Below are a couple of the core themes introduced in Kang’s book that are generating discussion:
- The Paradox of Feeling Isolated Despite Presumed Group Membership
Originally introduced in Kang's 2017 article in The New York Times Magazine, Kang describes Asians as the “loneliest” Americans to signal feelings of estrangement that he believes are widespread amongst AAPI people today. Further, Kang argues that prevailing narratives used to frame the contemporary Asian American community not only fail to capture differing lived experiences but can also exacerbate psychological distress.
In Kang’s article, he elaborates: “The collective political consciousness of the ’80s has been replaced by the quiet, unaddressed isolation that comes with knowing that you can be born in this country, excel in its schools and find a comfortable place in its economy and still feel no stake in the national conversation.

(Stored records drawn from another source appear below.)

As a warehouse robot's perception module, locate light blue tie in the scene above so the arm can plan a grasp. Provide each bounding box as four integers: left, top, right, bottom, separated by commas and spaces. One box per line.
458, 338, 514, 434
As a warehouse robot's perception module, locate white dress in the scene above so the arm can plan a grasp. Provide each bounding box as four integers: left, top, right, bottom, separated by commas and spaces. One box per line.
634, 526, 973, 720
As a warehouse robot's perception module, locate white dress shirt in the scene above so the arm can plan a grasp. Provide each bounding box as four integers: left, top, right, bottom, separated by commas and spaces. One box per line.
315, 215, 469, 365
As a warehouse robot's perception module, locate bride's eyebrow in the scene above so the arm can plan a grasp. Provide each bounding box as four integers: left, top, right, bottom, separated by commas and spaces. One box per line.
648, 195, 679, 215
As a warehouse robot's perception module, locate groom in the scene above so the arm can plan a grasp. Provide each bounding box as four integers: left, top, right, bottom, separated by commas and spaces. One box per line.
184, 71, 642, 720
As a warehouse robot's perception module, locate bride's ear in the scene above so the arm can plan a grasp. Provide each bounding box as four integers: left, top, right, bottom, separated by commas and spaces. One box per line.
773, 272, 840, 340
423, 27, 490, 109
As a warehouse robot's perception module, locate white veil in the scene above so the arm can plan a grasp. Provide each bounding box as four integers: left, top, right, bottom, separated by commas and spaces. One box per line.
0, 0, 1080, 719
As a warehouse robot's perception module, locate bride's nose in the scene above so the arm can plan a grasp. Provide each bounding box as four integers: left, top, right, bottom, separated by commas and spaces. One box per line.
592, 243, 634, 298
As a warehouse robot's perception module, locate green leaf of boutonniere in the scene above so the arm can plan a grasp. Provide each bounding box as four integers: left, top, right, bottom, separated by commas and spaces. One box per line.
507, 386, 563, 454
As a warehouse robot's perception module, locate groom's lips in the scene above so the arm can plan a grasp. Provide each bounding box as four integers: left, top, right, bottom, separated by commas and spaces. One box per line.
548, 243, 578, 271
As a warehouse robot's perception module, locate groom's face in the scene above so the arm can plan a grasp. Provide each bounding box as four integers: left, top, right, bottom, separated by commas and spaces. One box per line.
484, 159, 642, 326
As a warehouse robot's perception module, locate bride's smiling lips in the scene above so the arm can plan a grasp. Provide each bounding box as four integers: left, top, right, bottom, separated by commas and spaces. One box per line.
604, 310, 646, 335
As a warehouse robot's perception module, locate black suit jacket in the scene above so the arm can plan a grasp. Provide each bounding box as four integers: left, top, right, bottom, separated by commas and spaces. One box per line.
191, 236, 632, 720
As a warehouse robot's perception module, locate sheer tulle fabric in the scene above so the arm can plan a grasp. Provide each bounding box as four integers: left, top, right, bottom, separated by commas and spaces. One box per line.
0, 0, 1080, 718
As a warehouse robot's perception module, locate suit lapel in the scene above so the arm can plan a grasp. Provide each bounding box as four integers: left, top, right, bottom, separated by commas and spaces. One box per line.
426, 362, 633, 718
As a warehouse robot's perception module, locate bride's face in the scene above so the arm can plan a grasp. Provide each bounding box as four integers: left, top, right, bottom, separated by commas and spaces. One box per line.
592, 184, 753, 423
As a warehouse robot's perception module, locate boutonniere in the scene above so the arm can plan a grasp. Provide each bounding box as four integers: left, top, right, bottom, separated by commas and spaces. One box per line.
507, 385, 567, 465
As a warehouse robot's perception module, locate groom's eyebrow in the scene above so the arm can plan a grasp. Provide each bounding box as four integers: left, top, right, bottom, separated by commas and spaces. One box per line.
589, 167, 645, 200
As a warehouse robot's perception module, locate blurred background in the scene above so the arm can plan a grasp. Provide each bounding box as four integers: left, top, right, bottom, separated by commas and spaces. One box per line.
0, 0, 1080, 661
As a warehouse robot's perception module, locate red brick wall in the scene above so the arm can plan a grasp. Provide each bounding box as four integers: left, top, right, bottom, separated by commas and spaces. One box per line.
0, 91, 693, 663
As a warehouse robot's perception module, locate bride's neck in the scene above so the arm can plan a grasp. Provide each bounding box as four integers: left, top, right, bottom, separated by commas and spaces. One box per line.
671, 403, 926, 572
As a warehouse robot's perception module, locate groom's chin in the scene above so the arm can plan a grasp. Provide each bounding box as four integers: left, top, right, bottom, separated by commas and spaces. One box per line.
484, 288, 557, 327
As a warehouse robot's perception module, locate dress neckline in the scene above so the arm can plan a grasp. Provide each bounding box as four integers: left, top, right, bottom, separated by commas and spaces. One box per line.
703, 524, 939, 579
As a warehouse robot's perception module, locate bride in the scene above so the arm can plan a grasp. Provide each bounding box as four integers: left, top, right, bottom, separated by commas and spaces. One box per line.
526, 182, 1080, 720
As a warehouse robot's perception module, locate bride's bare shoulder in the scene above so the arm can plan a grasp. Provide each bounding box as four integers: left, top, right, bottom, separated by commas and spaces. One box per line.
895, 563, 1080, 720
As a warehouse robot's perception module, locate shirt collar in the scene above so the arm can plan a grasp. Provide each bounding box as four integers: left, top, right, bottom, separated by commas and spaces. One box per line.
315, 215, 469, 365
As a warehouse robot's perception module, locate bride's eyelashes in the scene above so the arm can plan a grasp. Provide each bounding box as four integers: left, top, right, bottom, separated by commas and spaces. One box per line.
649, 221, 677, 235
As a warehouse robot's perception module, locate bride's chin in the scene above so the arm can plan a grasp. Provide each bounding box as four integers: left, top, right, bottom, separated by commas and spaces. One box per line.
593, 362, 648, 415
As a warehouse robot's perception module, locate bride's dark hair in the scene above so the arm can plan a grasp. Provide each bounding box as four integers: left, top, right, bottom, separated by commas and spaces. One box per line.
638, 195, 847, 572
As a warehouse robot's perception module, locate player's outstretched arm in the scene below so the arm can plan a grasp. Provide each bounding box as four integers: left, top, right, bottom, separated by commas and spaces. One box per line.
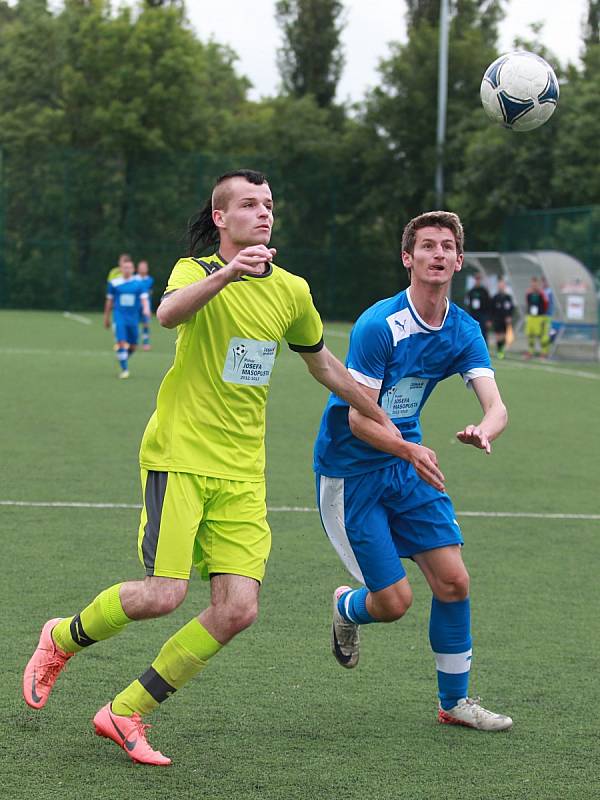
299, 347, 391, 426
348, 386, 446, 492
156, 244, 276, 328
456, 376, 508, 453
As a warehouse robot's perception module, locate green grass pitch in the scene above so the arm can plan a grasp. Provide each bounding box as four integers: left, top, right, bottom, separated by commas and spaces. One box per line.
0, 311, 600, 800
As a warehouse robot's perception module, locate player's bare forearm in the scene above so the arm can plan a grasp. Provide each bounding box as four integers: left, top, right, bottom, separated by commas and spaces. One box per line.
300, 347, 389, 426
156, 244, 277, 328
456, 377, 508, 453
156, 270, 232, 328
348, 408, 445, 492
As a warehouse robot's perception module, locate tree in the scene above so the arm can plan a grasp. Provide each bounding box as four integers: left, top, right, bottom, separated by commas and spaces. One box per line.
352, 0, 498, 252
583, 0, 600, 47
275, 0, 344, 108
0, 0, 249, 307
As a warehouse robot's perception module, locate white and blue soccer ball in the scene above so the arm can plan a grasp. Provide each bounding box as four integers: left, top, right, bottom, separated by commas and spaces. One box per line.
480, 50, 559, 131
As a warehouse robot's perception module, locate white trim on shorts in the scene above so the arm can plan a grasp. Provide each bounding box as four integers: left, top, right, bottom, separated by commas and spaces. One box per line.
319, 475, 365, 585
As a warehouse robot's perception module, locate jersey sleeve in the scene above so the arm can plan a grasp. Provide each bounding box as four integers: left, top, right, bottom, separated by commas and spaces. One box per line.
347, 316, 393, 389
448, 328, 494, 387
165, 258, 207, 294
284, 279, 323, 353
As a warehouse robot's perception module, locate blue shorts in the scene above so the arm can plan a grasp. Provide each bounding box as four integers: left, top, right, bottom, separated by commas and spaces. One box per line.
317, 460, 463, 592
113, 319, 138, 344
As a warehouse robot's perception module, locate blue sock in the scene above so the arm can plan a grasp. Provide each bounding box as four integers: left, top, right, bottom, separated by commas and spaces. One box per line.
429, 597, 473, 711
338, 586, 377, 625
117, 347, 129, 372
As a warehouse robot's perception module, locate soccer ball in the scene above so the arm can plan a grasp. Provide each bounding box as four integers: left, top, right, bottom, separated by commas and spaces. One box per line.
480, 50, 559, 131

The current vision of solidarity among Asian-Americans is cartoonish and blurry… A common past can be accessed only through dusty, dug-up things: the murder of Vincent Chin, Korematsu v. United States, the Bataan Death March and the illusion that we are going through all these things together…”
- “Asian American” Identity is More Complex Than Meets the Eye
Kang explains that “Asian American” initially emerged as an identity on college campuses in the 1960s as part of an AAPI-led effort to reclaim their identities from racist epithets like “Oriental” that were widely used at the time as well as unite disparate communities under a common identifier that reflected the ways that Asian-descended peoples were already being grouped by others. Their collective action focused on issues including immigration, exclusion, labor exploitation, isolation, land dispossession, racism, discrimination, and transforming education to represent AAPI and other marginalized peoples better. AAPI activists advanced this agenda in connection with the Third World Liberation Front—a pan-Asian collective that worked in partnership with Black, Chicanx, Arab, and Indigenous groups to establish Ethnic Studies on college campuses for the first time.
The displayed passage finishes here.